The New Urban Communities Authority (NUCA) has issued seven bids in four cities as part of its framework to develop lands in the 1m units social housing programme.
The bids include the establishment of a youth centre in Beni Suef and a nursery in New Aswan. It will also include building a traffic unit in New Cairo and utilities for 2,151 pieces of land in the new Borg Al-Arab area near Alexandria.
The programme’s executive body head Salah Hassan said the government is building 200,000 residential units annually as part of the programme. He added that the cost of the units does not exceed EGP 135,000, “even though the real cost is double this figure, but the government bears the difference”, he noted.
The social housing project was first announced in 2011. The post-25 January Revolution government announced the project’s implementation in July 2012. Construction was projected to last five years, from fiscal year (FY) 2012/13 to FY 2016/17, with an average of 200,000 units expected to be constructed each year.
In April 2014, the Egyptian Initiative for Personal Rights (EIPR) issued a report stating that the eligibility regulations to apply for a residential unit in the social housing programme prevents 50% of the lowest-income Egyptian from qualifying. The regulations were amended, however, so that the minimum age of applicants was amended to 21, having previously been 45.

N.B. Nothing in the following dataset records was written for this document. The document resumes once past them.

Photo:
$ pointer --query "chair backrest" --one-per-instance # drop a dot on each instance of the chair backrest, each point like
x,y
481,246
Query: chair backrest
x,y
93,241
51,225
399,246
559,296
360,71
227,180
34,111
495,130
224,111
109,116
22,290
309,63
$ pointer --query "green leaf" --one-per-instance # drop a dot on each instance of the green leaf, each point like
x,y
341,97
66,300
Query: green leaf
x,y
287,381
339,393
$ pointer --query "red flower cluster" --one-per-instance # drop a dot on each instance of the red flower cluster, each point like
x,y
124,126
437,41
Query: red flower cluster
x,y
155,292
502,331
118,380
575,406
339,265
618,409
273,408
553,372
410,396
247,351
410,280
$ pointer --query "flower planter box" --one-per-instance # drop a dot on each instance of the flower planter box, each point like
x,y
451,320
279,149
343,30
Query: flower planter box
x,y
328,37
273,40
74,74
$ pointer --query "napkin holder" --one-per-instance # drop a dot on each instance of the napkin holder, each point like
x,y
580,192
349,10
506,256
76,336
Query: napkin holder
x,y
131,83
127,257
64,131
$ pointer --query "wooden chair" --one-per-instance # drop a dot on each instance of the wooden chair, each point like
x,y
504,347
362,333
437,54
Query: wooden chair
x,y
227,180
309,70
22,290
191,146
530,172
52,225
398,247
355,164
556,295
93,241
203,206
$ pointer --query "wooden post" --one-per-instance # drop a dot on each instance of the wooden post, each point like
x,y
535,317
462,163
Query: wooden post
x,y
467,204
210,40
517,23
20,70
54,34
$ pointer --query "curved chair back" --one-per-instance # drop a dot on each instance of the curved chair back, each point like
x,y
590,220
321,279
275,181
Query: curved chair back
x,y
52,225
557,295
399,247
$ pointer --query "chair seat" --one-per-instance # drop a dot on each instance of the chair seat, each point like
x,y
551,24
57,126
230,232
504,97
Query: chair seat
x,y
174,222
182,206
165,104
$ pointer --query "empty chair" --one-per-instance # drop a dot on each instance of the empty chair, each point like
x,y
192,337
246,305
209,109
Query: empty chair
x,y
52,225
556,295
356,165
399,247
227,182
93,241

Other restrictions include that the income of families should be no more than EGP 3,000, and EGP 1,200 for individuals.
EIPR also issued a report in December 2014, claiming that the government has delivered only 57 units.
In March 2015, Minister of Housing Mostafa Madbouly announced that negotiations over a $500m loan from the World Bank had been finalised. The loan will be repaid over a five-year period.
In May 2015, the UAE signed a cooperation protocol with Egypt’s Ministry of Housing, agreeing to finance the construction of 50,000 in 17 governorates at a value of EGP 11bn.